Reis ellerindeki taşları birbirine vurarak aydınlattı geceyi , bir daha, bir daha. Bir süre sonra önündeki otlara geldi güneş. Çağrı ayini başarılı olmuştu. Güneş artık onun hizmetindeydi. Büyümesi için bekledi bir an. İlk önce otlar yandı, sonra ince dallar. Kalın olanlar en son yandı. Gece, gündüz gibi aydınlanmıştı. İnsanlar güneşin hemen önlerinde büyümesini hayranlıkla izlediler
Sıcaklık artınca ortamda, baygınlığı bırakıp uyanmaya karar verdi Ozanın beyni. Sevgilisi karşıladı onu uykusundan. İlk önce ayaklarından öptü onu. Aşkın şiddeti acıttı ayaklarını, inledi ozan ister istemez. Sonra parmak uçlarından öptü sevgilisi.
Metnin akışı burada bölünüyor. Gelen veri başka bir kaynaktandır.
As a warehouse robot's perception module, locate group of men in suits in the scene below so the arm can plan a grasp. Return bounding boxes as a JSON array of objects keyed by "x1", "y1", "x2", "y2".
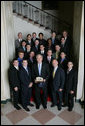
[{"x1": 9, "y1": 31, "x2": 77, "y2": 111}]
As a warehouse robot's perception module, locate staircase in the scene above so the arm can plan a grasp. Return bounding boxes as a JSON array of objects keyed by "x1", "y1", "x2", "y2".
[{"x1": 13, "y1": 1, "x2": 72, "y2": 32}]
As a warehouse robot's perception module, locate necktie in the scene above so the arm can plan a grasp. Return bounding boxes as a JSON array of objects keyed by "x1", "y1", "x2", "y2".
[
  {"x1": 38, "y1": 64, "x2": 41, "y2": 75},
  {"x1": 26, "y1": 68, "x2": 28, "y2": 74},
  {"x1": 53, "y1": 70, "x2": 55, "y2": 78}
]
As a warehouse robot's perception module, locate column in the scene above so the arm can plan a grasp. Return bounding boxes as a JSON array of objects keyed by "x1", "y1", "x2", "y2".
[
  {"x1": 76, "y1": 2, "x2": 84, "y2": 99},
  {"x1": 1, "y1": 1, "x2": 15, "y2": 101}
]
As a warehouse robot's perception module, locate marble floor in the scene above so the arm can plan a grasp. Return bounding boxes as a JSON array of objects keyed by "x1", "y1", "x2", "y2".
[{"x1": 1, "y1": 102, "x2": 84, "y2": 125}]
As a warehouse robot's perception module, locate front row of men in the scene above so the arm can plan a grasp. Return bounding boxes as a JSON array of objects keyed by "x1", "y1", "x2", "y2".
[{"x1": 10, "y1": 54, "x2": 77, "y2": 111}]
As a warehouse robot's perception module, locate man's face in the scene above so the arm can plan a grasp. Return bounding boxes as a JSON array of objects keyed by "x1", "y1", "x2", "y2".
[
  {"x1": 27, "y1": 35, "x2": 31, "y2": 40},
  {"x1": 30, "y1": 52, "x2": 35, "y2": 57},
  {"x1": 22, "y1": 60, "x2": 28, "y2": 67},
  {"x1": 13, "y1": 60, "x2": 19, "y2": 67},
  {"x1": 60, "y1": 52, "x2": 66, "y2": 59},
  {"x1": 18, "y1": 33, "x2": 22, "y2": 39},
  {"x1": 68, "y1": 62, "x2": 73, "y2": 69},
  {"x1": 52, "y1": 32, "x2": 56, "y2": 38},
  {"x1": 35, "y1": 40, "x2": 39, "y2": 45},
  {"x1": 52, "y1": 60, "x2": 58, "y2": 67},
  {"x1": 48, "y1": 39, "x2": 52, "y2": 45},
  {"x1": 22, "y1": 42, "x2": 26, "y2": 46},
  {"x1": 36, "y1": 55, "x2": 43, "y2": 63},
  {"x1": 26, "y1": 45, "x2": 31, "y2": 50},
  {"x1": 61, "y1": 38, "x2": 65, "y2": 44},
  {"x1": 32, "y1": 34, "x2": 36, "y2": 38},
  {"x1": 55, "y1": 45, "x2": 60, "y2": 51},
  {"x1": 47, "y1": 50, "x2": 52, "y2": 56},
  {"x1": 39, "y1": 34, "x2": 43, "y2": 39},
  {"x1": 40, "y1": 45, "x2": 45, "y2": 51},
  {"x1": 19, "y1": 53, "x2": 24, "y2": 59},
  {"x1": 63, "y1": 31, "x2": 67, "y2": 37}
]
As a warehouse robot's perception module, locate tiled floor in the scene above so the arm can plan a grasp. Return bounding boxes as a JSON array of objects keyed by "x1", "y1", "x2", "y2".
[{"x1": 1, "y1": 102, "x2": 84, "y2": 125}]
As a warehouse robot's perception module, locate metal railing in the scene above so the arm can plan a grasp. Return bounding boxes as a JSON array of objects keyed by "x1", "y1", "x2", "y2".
[{"x1": 13, "y1": 1, "x2": 72, "y2": 31}]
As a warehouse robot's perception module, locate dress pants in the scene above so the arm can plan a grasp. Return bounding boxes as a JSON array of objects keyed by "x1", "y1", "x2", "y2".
[
  {"x1": 35, "y1": 84, "x2": 47, "y2": 106},
  {"x1": 21, "y1": 87, "x2": 32, "y2": 108},
  {"x1": 52, "y1": 90, "x2": 62, "y2": 108},
  {"x1": 65, "y1": 92, "x2": 74, "y2": 109},
  {"x1": 13, "y1": 90, "x2": 19, "y2": 107}
]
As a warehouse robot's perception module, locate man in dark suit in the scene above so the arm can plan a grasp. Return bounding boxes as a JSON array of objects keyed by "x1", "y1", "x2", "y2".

Gittikçe yaklaştı daha da fazla sokuldu. Sevgilisine sarılmakla kaçmak arasında kalmıştı Ozan. Aşkı galip geldi, acıya rağmen kavuşmanın sevincini yaşadı. İlk önce inledi sonra biraz daha yükseldi sesi. Sevgilisi elbiselerini çıkarırken çığlıklar atmaya başladı. Bu kadar güçlü olduğunu hayal etmişti, lakin gerçeğin kendisi her zaman şaşırtırdı. Çığlıklar atarak eridi sevgilisiyle. Birlikte oldular o gece. O son gecesinde sevgilisinin kollarında veda etti bu dünyaya.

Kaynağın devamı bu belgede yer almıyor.